Hani söz vermiştik baharlarda
uyanmaya
Gözlerimde açan çiçeklerim soldu
Ellerimde bir zamanlar tuttuğum
sıcaklık
Şimdi soğuk gecelerin iç çekişiyle
Sessizliğin en ağır yükü gibi taştan
ağır ve soğuk
Ne ara yenik düştük boranlara
dehlizlere?
Bir hastalık geçti ama ayrılık daha
ağır
Adını fısıldayan rüzgârları duymaz oldum
Bedenim ağırlaştı en çok da ruhum
Sensizliğin uçurumunda bekleyen bir
gölge gibi
Bir baharı görmeden
Ömrümüz hangi mevsime sığacak?
Söyle hangi rüzgâr esti de aldı bizi
benden?
Hangi kışın ayazında üşüdük hangi sokakta kaybolduk?

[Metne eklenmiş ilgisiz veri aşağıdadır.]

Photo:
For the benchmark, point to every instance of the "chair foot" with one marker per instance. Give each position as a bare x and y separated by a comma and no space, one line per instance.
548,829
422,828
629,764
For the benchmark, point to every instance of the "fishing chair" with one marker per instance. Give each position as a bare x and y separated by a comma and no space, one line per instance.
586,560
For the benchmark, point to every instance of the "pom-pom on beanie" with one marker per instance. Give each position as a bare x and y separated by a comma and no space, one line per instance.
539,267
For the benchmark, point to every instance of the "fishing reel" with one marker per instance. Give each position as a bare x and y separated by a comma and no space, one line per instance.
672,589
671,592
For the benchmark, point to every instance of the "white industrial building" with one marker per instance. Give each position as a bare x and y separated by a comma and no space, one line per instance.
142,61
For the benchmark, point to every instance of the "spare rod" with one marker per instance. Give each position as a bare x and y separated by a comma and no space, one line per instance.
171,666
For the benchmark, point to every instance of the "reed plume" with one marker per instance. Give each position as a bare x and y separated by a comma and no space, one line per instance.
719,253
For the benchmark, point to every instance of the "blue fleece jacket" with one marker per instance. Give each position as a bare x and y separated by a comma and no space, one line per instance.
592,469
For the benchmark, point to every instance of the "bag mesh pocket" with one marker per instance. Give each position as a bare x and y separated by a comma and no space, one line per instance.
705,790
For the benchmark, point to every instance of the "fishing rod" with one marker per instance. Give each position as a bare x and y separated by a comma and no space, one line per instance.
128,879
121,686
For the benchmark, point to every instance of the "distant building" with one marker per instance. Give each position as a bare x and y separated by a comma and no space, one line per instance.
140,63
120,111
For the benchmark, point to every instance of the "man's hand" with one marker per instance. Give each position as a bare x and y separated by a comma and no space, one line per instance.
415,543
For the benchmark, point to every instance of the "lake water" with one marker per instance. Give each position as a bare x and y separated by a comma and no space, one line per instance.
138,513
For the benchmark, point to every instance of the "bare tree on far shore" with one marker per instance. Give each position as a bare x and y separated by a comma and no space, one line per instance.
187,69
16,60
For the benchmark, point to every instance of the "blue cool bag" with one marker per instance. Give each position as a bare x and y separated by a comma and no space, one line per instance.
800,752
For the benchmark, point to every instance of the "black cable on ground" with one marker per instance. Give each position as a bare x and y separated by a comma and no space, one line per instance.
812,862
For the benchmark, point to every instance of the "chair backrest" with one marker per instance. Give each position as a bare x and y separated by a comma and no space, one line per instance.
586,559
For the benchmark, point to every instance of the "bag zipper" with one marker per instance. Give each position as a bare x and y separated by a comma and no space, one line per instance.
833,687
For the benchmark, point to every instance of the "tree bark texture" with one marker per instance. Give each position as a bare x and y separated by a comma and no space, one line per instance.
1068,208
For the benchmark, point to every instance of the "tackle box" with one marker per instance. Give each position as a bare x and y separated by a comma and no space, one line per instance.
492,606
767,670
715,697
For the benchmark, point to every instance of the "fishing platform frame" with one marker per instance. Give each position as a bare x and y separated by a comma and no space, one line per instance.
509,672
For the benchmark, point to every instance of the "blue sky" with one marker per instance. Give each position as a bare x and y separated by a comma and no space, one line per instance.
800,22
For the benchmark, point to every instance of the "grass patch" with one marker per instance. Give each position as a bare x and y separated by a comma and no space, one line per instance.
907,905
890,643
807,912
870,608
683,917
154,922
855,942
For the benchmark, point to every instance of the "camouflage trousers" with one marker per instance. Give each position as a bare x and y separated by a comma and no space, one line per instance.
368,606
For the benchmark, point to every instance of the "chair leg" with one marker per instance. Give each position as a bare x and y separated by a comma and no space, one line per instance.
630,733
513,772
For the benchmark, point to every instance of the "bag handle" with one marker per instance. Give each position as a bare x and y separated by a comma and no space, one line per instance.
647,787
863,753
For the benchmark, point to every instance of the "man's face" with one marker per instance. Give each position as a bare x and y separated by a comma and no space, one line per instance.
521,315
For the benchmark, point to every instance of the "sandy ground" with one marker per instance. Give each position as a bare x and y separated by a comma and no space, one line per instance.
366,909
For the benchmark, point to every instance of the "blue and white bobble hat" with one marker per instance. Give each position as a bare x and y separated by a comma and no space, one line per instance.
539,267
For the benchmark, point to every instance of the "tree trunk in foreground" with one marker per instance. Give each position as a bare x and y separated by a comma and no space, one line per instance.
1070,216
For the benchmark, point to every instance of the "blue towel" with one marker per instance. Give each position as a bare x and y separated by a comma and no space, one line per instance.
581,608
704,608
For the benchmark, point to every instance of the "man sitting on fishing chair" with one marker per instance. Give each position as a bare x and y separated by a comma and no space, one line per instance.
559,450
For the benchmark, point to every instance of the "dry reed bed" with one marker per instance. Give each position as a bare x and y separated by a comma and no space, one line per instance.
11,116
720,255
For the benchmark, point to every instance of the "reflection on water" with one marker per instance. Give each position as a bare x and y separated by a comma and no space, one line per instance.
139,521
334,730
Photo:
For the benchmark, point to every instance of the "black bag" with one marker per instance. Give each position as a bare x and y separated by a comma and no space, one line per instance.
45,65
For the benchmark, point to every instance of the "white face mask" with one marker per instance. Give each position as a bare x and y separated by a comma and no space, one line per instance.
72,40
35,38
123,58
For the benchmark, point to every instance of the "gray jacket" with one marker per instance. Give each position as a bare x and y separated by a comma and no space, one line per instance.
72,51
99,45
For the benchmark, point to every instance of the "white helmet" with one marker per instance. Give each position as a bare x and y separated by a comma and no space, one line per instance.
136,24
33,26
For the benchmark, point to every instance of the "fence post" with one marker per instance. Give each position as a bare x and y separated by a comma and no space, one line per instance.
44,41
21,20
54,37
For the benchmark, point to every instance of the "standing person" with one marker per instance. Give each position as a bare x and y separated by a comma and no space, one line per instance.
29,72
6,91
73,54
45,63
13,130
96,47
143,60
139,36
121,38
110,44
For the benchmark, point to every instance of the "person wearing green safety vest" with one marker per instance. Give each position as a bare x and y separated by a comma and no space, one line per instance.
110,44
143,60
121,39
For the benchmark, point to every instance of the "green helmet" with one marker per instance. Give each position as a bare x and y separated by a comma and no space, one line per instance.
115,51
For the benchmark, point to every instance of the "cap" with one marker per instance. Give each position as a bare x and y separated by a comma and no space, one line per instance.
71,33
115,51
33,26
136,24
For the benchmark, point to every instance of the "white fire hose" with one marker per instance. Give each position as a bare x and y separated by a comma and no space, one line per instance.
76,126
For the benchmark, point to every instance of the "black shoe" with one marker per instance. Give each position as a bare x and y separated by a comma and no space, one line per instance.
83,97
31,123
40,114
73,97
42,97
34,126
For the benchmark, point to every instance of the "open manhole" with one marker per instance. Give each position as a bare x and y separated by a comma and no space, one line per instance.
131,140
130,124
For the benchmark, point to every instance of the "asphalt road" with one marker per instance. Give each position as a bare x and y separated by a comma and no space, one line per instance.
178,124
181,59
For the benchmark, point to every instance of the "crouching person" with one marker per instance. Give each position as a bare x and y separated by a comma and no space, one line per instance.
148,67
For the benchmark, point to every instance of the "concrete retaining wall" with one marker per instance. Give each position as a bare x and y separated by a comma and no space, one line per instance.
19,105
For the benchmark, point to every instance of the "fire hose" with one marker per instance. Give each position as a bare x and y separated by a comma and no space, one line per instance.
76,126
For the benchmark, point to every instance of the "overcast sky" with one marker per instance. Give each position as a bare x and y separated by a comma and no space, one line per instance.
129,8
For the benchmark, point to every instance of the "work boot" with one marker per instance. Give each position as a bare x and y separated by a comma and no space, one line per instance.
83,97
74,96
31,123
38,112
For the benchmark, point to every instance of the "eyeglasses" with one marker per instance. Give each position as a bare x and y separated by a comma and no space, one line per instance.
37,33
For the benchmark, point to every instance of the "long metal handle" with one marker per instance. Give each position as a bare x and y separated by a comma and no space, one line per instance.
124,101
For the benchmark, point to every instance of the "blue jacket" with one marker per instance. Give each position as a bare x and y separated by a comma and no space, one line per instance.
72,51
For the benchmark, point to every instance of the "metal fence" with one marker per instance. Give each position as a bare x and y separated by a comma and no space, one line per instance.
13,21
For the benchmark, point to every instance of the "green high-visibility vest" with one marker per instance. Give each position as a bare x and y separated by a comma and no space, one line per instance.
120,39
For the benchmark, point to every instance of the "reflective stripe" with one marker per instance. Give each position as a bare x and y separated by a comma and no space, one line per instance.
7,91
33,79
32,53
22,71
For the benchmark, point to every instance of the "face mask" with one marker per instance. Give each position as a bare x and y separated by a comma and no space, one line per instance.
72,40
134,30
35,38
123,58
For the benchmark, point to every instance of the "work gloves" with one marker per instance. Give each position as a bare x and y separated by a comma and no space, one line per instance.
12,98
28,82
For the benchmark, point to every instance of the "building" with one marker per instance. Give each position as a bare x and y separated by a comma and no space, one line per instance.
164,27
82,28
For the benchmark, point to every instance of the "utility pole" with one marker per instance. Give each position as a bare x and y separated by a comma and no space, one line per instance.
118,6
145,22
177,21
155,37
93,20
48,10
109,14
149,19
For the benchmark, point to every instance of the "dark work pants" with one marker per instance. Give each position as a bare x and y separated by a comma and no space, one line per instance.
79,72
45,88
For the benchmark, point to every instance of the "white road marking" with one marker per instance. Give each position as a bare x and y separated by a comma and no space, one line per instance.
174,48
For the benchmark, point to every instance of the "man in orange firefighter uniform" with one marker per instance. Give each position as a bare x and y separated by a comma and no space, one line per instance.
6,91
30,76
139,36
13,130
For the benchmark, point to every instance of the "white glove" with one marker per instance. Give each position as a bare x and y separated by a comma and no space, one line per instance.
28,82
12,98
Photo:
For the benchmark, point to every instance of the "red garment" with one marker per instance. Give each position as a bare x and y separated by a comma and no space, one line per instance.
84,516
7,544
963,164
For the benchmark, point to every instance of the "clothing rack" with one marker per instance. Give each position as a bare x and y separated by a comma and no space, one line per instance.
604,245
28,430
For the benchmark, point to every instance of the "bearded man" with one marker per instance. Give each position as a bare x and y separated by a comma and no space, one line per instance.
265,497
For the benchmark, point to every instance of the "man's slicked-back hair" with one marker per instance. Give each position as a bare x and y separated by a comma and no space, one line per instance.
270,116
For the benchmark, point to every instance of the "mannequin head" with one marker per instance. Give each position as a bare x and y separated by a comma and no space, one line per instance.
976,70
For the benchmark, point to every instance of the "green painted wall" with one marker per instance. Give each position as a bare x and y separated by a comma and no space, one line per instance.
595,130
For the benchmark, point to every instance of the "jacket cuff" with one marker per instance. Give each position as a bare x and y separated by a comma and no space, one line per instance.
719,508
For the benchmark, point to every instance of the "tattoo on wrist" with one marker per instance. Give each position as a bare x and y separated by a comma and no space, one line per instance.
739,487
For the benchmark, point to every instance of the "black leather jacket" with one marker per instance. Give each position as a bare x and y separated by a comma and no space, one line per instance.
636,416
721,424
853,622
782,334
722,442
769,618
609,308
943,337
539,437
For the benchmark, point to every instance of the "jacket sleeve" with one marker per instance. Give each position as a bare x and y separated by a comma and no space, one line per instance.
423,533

Hani söz vermiştik baharları görmeye
Ama yarım kaldık tamamlanamayan bir hikâye gibi
Biz hangi ara yenik düştük boranlara?
Gözlerimiz hala yolları arıyor
Ama hiçbir yol bize çıkmıyor artık
Sessizlik adını suskunluğa örüyor
Bir hastalık bitti şimdi bir diğeri yapıştı yakamıza
Adına ayrılık dediler
Ama bu kadar acı bu kadar ağır olmamalıydı
Bedenim yoruldu en çok da ruhum
Ve içimde bahar-sız bir kış yaşıyorum
Sensizliği anlatmaya yetmiyor
kelimeler
Sesin hala rüzgârda kaybolmuş bir yankı
Ve ben vuslatın gölgesinde bekleyen bir yolcu
Bir gün rüzgâr seni geri getirir mi dersin?
Söyle hangi rüzgâr esti de aldı bizi
benden?
Hangi kışın ayazında üşüdük hangi sokakta kaybolduk?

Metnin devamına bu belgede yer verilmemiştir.